I’d also add that I found the hypercardioid polar pattern feels fairly wide, certainly wider than the SM7B, but whatever off-axis sound might leak into the PDX720 is tonally accurate and natural. This was noticeable both in recordings where I could hear more of the room with the PDX720, and on stage where the PDX720 was slightly more susceptible to bleed and feedback.
NEED TO KNOW
Audix PDX720 Signature Edition
Results on acoustic guitar surprised me. For a dynamic mic, the PDX720 offers a condenser-like amount of detail with the smoky charm of a ribbon mic. Leaving the low cut disengaged gave predictably bottom heavy tracks, especially on my big ol’ Martin acoustic. Setting the filter to 155Hz and picking between the 1.5dB or 3dB presence boost gave me a tighter, woody, earthy tone that immediately reminded me of a beautiful Royer I reviewed a while ago.
Since I’ve already likened the PDX720 to a ribbon mic in its voicing, you can imagine that it’s a prime contender for amp cabinets as well. The rapid high-end rolloff above 10kHz eliminates excess jangle on clean tones and nasty fizz on distortion, drawing you into the meaty low mids. Like a ribbon, this is sometimes at the risk of sounding muted or lumpy, but a high shelf EQ boost in the mix will sort this out – besides, I always prefer adding treble to a dark source rather than the other way around.
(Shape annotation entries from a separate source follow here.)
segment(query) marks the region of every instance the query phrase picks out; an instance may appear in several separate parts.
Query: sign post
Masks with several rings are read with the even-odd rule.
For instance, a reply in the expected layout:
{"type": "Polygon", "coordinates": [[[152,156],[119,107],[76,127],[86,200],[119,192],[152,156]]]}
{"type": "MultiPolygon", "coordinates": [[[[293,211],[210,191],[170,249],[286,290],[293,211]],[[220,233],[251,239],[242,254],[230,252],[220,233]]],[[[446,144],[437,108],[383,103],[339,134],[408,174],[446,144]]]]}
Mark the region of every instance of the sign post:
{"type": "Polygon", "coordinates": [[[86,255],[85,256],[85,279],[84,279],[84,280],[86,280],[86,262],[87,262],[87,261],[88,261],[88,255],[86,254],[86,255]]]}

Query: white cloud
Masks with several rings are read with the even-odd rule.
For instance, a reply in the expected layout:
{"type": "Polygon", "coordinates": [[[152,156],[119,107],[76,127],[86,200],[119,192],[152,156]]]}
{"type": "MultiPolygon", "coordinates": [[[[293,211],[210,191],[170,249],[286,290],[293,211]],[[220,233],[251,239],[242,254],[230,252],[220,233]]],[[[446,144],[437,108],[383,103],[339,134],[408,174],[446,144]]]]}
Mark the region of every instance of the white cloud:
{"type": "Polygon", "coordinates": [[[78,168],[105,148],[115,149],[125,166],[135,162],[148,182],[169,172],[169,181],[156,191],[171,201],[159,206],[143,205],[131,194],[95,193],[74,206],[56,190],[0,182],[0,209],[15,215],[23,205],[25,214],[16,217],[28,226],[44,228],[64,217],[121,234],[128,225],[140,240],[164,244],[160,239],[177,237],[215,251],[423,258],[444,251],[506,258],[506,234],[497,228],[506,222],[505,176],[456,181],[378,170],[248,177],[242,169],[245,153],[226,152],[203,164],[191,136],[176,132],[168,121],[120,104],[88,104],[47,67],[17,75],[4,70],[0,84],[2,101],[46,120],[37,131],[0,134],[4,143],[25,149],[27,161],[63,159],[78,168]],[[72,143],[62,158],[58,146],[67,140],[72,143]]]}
While I couldn’t steal a brass player to test the PDX720 on, I’ve no doubt the mic would excel on trumpet, saxophone, and horns in general. An SPL ceiling of 135dB is reassuring in such instances. Snare drum is another ideal application – you’ll get a nice thud in the lows and a tight crack with the presence boost.
The more I tried the PDX720 on different sources, I came to appreciate how much the presence boost alters the tone of the mic. It’s precisely because the boost covers such a wide frequency area (from roughly 2-10kHz) that it changes the mic’s response enough to give you a markedly different ‘flavour’. Sometimes I’d leave the presence boost off to capture a darker, moodier tone on strings or a guitar amp. Other times it felt right to engage the boost and inject a source with a high-mid push. The option is particularly handy when tracking instruments – I almost always had the presence boost set to +3dB on vocals.
I also appreciate the ergonomics of the PDX720. No doubt it’s a chunky beast but manoeuvring it into position is easy with the articulating arm that offers nearly 90° of rotation without the bulkiness of a Y-mount. With the switches positioned where they are, it’s usually easy to access them even while the mic is in position. And did I mention how good it looks?
My time with the Audix PDX720 proved that it’s way more than a podcast mic – it’s a competent and sonically characterful all-rounder in a recording studio environment. Yes, it’s expensive. For $1499, you could buy two SM7Bs, or one-and-a-half RE20s. What may be the deciding factor for you is its higher output level, unique tone, or voicing versatility. One thing’s for sure: you’ll stand out from the crowd.